Linear regression II containing a background of showed a much more defined agreement of the measured and calculated values within the linear area, as a distinct plateau was visible. Therefore a background noise was accepted for the calculation of the scopularide A concentrations.

https://doi.org/10.1371/journal.pone.0103320.g005

Application of the optimized screening process for the evaluation of UV mutants of Scopulariopsis brevicaulis LF580.

The optimized screening system was used to screen mutants of Scopulariopsis brevicaulis LF580 with respect to compound production. A total number of 640 mutant strains were obtained by application of UV radiation in a two-stage approach.
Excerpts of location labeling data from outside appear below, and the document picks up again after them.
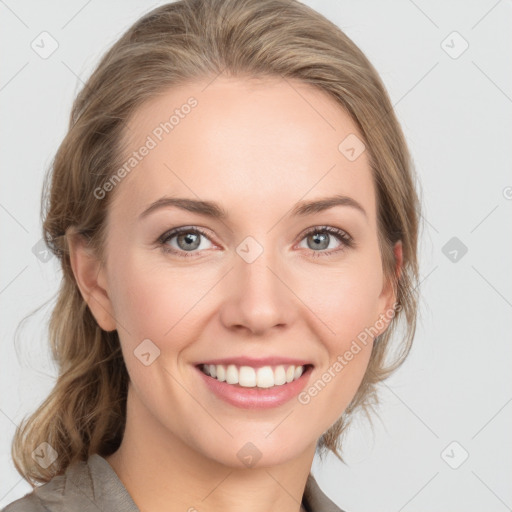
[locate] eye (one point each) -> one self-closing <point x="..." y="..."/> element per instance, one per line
<point x="187" y="240"/>
<point x="319" y="238"/>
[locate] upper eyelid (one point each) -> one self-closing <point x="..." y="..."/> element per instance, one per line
<point x="203" y="232"/>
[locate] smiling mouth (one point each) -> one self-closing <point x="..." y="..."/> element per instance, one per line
<point x="249" y="377"/>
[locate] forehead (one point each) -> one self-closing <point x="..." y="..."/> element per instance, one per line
<point x="246" y="142"/>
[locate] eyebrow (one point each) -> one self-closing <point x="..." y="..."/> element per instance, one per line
<point x="215" y="211"/>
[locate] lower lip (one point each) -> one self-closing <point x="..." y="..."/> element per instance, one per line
<point x="256" y="398"/>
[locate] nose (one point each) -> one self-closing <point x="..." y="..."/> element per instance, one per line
<point x="257" y="298"/>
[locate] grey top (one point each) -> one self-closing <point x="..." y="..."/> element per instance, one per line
<point x="93" y="485"/>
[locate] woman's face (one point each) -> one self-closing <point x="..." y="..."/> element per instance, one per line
<point x="266" y="285"/>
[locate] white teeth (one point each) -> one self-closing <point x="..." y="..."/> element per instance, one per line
<point x="231" y="374"/>
<point x="249" y="377"/>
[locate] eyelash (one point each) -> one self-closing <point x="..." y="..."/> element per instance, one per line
<point x="346" y="240"/>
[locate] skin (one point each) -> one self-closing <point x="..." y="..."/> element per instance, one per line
<point x="257" y="147"/>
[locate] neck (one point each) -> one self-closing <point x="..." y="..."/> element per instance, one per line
<point x="161" y="472"/>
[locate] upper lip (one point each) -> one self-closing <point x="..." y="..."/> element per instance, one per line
<point x="257" y="362"/>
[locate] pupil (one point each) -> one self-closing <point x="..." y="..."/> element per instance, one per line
<point x="192" y="240"/>
<point x="321" y="240"/>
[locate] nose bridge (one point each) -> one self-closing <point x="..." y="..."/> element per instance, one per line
<point x="258" y="299"/>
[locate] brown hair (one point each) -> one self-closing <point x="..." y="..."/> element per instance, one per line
<point x="173" y="44"/>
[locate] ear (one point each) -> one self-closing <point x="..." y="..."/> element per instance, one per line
<point x="388" y="294"/>
<point x="91" y="280"/>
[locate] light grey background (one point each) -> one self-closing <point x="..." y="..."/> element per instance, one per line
<point x="456" y="114"/>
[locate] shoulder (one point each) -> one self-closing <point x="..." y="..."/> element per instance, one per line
<point x="84" y="486"/>
<point x="28" y="503"/>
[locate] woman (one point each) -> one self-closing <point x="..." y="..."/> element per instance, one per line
<point x="235" y="213"/>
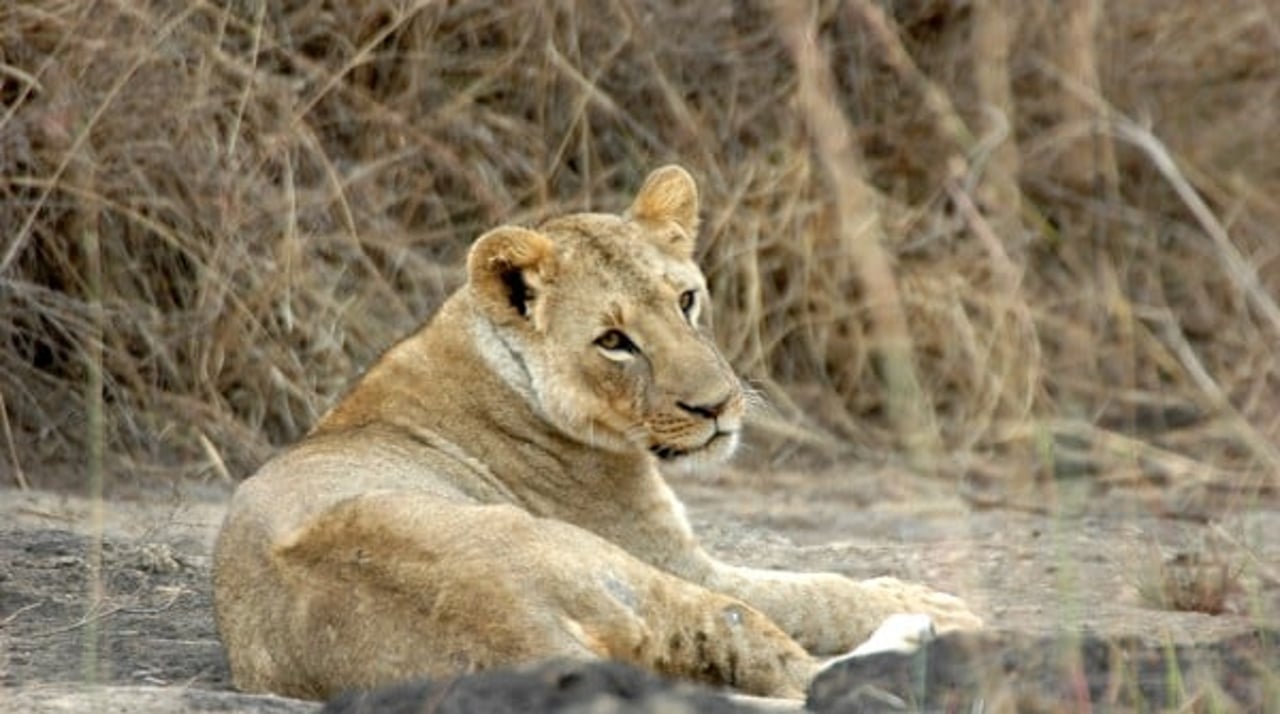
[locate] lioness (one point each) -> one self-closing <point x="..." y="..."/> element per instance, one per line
<point x="489" y="493"/>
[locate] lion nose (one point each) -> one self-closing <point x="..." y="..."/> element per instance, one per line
<point x="707" y="411"/>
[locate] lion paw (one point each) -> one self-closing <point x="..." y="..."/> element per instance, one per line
<point x="900" y="632"/>
<point x="946" y="612"/>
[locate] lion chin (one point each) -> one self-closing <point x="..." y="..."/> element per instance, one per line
<point x="490" y="490"/>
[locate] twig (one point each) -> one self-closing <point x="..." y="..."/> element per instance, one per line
<point x="14" y="614"/>
<point x="862" y="232"/>
<point x="13" y="451"/>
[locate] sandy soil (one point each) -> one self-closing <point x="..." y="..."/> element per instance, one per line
<point x="1029" y="573"/>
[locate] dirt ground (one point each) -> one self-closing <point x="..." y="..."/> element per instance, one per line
<point x="1080" y="564"/>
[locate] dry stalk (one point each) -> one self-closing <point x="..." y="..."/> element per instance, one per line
<point x="990" y="47"/>
<point x="862" y="234"/>
<point x="1092" y="169"/>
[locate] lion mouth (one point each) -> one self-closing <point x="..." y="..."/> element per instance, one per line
<point x="667" y="452"/>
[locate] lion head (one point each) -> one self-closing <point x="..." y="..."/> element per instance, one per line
<point x="602" y="323"/>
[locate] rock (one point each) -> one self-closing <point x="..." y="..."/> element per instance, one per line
<point x="560" y="686"/>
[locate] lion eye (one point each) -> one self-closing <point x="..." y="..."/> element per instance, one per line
<point x="613" y="341"/>
<point x="688" y="300"/>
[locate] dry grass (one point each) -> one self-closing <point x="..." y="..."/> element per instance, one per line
<point x="227" y="209"/>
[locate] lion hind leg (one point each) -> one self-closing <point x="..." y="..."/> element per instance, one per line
<point x="393" y="586"/>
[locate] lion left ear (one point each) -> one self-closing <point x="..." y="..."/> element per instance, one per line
<point x="507" y="268"/>
<point x="670" y="196"/>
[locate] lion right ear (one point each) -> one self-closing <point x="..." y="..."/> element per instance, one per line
<point x="507" y="268"/>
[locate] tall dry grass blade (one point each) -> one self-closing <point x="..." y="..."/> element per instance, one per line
<point x="862" y="234"/>
<point x="990" y="49"/>
<point x="1095" y="169"/>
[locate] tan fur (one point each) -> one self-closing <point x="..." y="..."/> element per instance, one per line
<point x="489" y="494"/>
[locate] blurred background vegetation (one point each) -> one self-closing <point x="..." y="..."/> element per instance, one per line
<point x="1008" y="241"/>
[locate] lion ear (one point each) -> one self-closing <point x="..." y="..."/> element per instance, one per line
<point x="670" y="196"/>
<point x="507" y="268"/>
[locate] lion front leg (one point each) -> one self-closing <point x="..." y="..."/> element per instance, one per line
<point x="828" y="613"/>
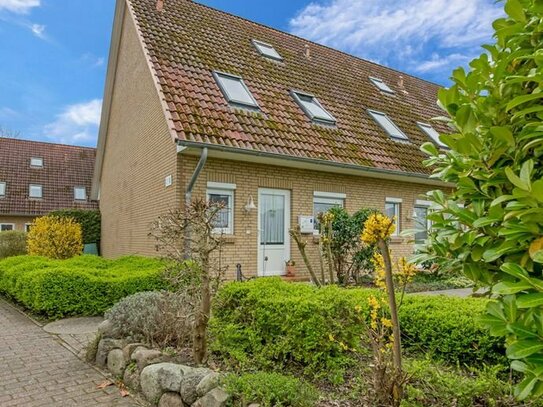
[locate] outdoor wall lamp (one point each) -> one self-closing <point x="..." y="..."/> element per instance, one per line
<point x="250" y="206"/>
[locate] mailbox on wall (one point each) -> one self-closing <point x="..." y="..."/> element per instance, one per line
<point x="306" y="223"/>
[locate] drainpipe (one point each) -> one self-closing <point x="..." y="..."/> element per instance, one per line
<point x="188" y="194"/>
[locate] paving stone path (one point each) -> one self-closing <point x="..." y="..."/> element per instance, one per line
<point x="37" y="369"/>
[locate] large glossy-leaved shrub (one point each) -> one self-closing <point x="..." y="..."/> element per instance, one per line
<point x="491" y="224"/>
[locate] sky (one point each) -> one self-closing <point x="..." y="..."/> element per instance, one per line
<point x="54" y="52"/>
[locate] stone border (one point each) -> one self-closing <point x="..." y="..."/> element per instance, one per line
<point x="157" y="376"/>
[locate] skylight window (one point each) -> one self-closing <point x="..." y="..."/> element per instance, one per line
<point x="235" y="91"/>
<point x="388" y="125"/>
<point x="431" y="132"/>
<point x="313" y="109"/>
<point x="267" y="50"/>
<point x="381" y="85"/>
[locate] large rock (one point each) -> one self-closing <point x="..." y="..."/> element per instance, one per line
<point x="104" y="347"/>
<point x="189" y="384"/>
<point x="171" y="400"/>
<point x="131" y="377"/>
<point x="215" y="398"/>
<point x="145" y="357"/>
<point x="160" y="378"/>
<point x="116" y="362"/>
<point x="208" y="383"/>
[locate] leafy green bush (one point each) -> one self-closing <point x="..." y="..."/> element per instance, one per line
<point x="89" y="220"/>
<point x="270" y="390"/>
<point x="158" y="318"/>
<point x="84" y="285"/>
<point x="271" y="324"/>
<point x="12" y="243"/>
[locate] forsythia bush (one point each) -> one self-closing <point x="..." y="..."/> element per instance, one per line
<point x="55" y="237"/>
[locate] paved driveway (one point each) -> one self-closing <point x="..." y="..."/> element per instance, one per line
<point x="37" y="370"/>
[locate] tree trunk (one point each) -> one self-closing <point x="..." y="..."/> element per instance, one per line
<point x="397" y="346"/>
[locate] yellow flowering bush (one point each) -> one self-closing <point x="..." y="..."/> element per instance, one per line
<point x="55" y="237"/>
<point x="377" y="227"/>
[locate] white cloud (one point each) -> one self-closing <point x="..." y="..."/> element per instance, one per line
<point x="401" y="33"/>
<point x="77" y="124"/>
<point x="19" y="6"/>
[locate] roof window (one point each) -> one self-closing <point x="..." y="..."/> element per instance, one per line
<point x="431" y="132"/>
<point x="388" y="125"/>
<point x="381" y="85"/>
<point x="235" y="91"/>
<point x="267" y="50"/>
<point x="313" y="109"/>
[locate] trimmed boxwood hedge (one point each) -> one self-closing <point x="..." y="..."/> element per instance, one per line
<point x="83" y="285"/>
<point x="273" y="325"/>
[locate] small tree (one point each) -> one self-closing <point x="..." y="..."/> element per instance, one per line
<point x="491" y="225"/>
<point x="54" y="237"/>
<point x="193" y="229"/>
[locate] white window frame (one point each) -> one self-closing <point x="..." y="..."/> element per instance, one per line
<point x="221" y="188"/>
<point x="381" y="85"/>
<point x="401" y="137"/>
<point x="330" y="120"/>
<point x="36" y="162"/>
<point x="260" y="47"/>
<point x="84" y="191"/>
<point x="397" y="202"/>
<point x="30" y="186"/>
<point x="334" y="198"/>
<point x="218" y="79"/>
<point x="435" y="138"/>
<point x="7" y="224"/>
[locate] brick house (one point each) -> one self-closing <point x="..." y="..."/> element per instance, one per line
<point x="199" y="102"/>
<point x="37" y="178"/>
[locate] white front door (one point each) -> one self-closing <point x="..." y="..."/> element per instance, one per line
<point x="273" y="227"/>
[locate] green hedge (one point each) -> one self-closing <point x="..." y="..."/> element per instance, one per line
<point x="90" y="222"/>
<point x="84" y="285"/>
<point x="271" y="324"/>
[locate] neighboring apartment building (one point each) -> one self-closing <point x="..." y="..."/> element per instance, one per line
<point x="37" y="178"/>
<point x="275" y="127"/>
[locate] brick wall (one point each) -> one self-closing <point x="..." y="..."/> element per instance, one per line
<point x="248" y="177"/>
<point x="139" y="154"/>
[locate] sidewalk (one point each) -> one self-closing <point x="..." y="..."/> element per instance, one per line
<point x="37" y="369"/>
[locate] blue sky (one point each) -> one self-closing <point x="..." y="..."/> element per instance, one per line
<point x="55" y="51"/>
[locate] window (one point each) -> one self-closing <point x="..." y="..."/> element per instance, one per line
<point x="388" y="125"/>
<point x="36" y="162"/>
<point x="223" y="195"/>
<point x="381" y="85"/>
<point x="422" y="224"/>
<point x="80" y="193"/>
<point x="323" y="202"/>
<point x="393" y="211"/>
<point x="313" y="109"/>
<point x="431" y="132"/>
<point x="35" y="191"/>
<point x="234" y="89"/>
<point x="6" y="227"/>
<point x="267" y="50"/>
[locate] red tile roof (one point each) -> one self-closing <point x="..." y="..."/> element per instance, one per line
<point x="64" y="167"/>
<point x="187" y="41"/>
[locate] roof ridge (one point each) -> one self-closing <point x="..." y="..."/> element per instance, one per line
<point x="310" y="41"/>
<point x="45" y="142"/>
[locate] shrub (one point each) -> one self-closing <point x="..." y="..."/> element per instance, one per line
<point x="270" y="390"/>
<point x="270" y="324"/>
<point x="89" y="220"/>
<point x="158" y="318"/>
<point x="12" y="243"/>
<point x="83" y="285"/>
<point x="54" y="237"/>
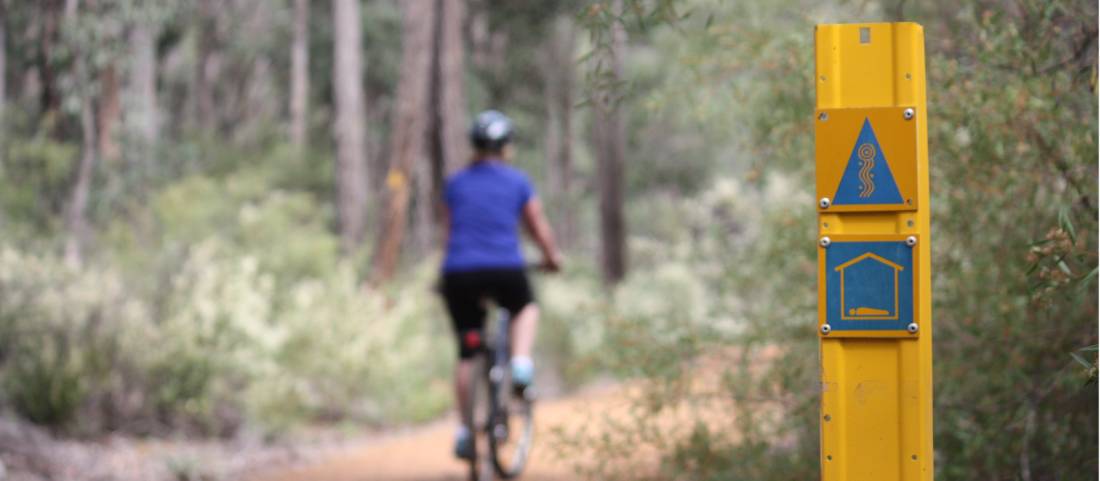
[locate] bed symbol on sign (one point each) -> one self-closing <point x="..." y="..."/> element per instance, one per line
<point x="869" y="288"/>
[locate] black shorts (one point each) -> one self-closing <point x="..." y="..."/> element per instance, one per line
<point x="466" y="293"/>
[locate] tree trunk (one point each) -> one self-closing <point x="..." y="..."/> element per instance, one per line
<point x="299" y="74"/>
<point x="144" y="117"/>
<point x="51" y="99"/>
<point x="202" y="104"/>
<point x="611" y="138"/>
<point x="451" y="148"/>
<point x="75" y="218"/>
<point x="3" y="86"/>
<point x="407" y="140"/>
<point x="349" y="124"/>
<point x="110" y="111"/>
<point x="558" y="70"/>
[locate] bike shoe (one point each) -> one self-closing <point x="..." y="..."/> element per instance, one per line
<point x="523" y="378"/>
<point x="464" y="447"/>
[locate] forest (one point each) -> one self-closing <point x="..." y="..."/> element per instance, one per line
<point x="220" y="223"/>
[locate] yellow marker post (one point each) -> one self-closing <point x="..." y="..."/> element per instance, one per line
<point x="875" y="291"/>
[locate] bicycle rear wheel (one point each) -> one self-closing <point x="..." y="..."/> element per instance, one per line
<point x="482" y="467"/>
<point x="512" y="424"/>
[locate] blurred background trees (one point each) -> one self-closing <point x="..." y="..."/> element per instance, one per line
<point x="217" y="178"/>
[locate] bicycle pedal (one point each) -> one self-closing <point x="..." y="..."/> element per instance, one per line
<point x="501" y="433"/>
<point x="526" y="393"/>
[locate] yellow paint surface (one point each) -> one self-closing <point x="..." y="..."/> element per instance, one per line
<point x="876" y="408"/>
<point x="835" y="137"/>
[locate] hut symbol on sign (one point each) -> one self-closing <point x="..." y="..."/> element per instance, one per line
<point x="869" y="288"/>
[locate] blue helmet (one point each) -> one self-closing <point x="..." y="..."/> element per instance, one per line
<point x="491" y="131"/>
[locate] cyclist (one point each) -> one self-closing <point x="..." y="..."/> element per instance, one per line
<point x="484" y="204"/>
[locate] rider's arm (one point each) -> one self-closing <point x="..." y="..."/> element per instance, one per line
<point x="539" y="229"/>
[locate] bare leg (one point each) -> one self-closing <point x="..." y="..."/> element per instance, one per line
<point x="524" y="328"/>
<point x="463" y="375"/>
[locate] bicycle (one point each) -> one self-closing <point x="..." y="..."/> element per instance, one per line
<point x="504" y="421"/>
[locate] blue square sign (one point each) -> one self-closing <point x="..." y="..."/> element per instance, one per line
<point x="869" y="285"/>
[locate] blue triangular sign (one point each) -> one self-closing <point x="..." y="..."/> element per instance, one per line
<point x="867" y="179"/>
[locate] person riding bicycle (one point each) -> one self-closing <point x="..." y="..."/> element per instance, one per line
<point x="484" y="205"/>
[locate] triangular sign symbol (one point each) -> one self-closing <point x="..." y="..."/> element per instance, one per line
<point x="867" y="178"/>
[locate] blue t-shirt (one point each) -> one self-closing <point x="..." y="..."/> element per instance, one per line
<point x="485" y="200"/>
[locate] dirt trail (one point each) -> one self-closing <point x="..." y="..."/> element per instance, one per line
<point x="425" y="454"/>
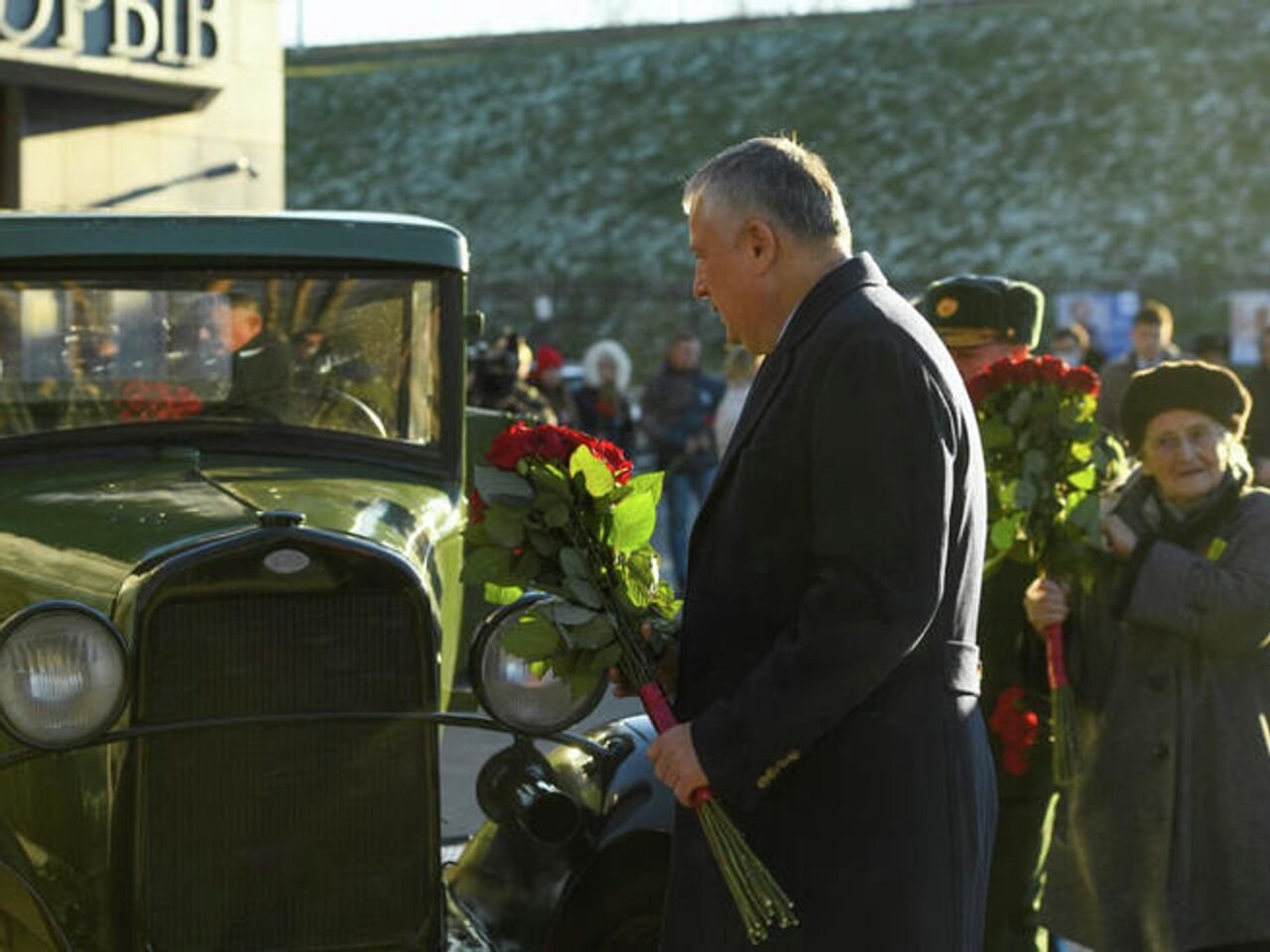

Initially, the wild type strain LF580 was exposed to UV light, resulting in 220 mutants. One of the mutant strains, M26, showed higher levels of scopularide A production. Besides, M26 had a changed phenotype. Subsequent characterization showed a shorter exponential growth phase, resulting in higher biomass rates per time, combined with a faster production of the target compounds. Subsequently, this mutant strain was irradiated leading to 400 second-generation mutants. All of these mutant strains were cultivated and screened using the optimized method. The focus of the assessment was set on the upstream part, since the downstream and analysis part of the optimized method were already validated via purified scopularide A and extracts derived from 100 mL cultures of the wild type strain.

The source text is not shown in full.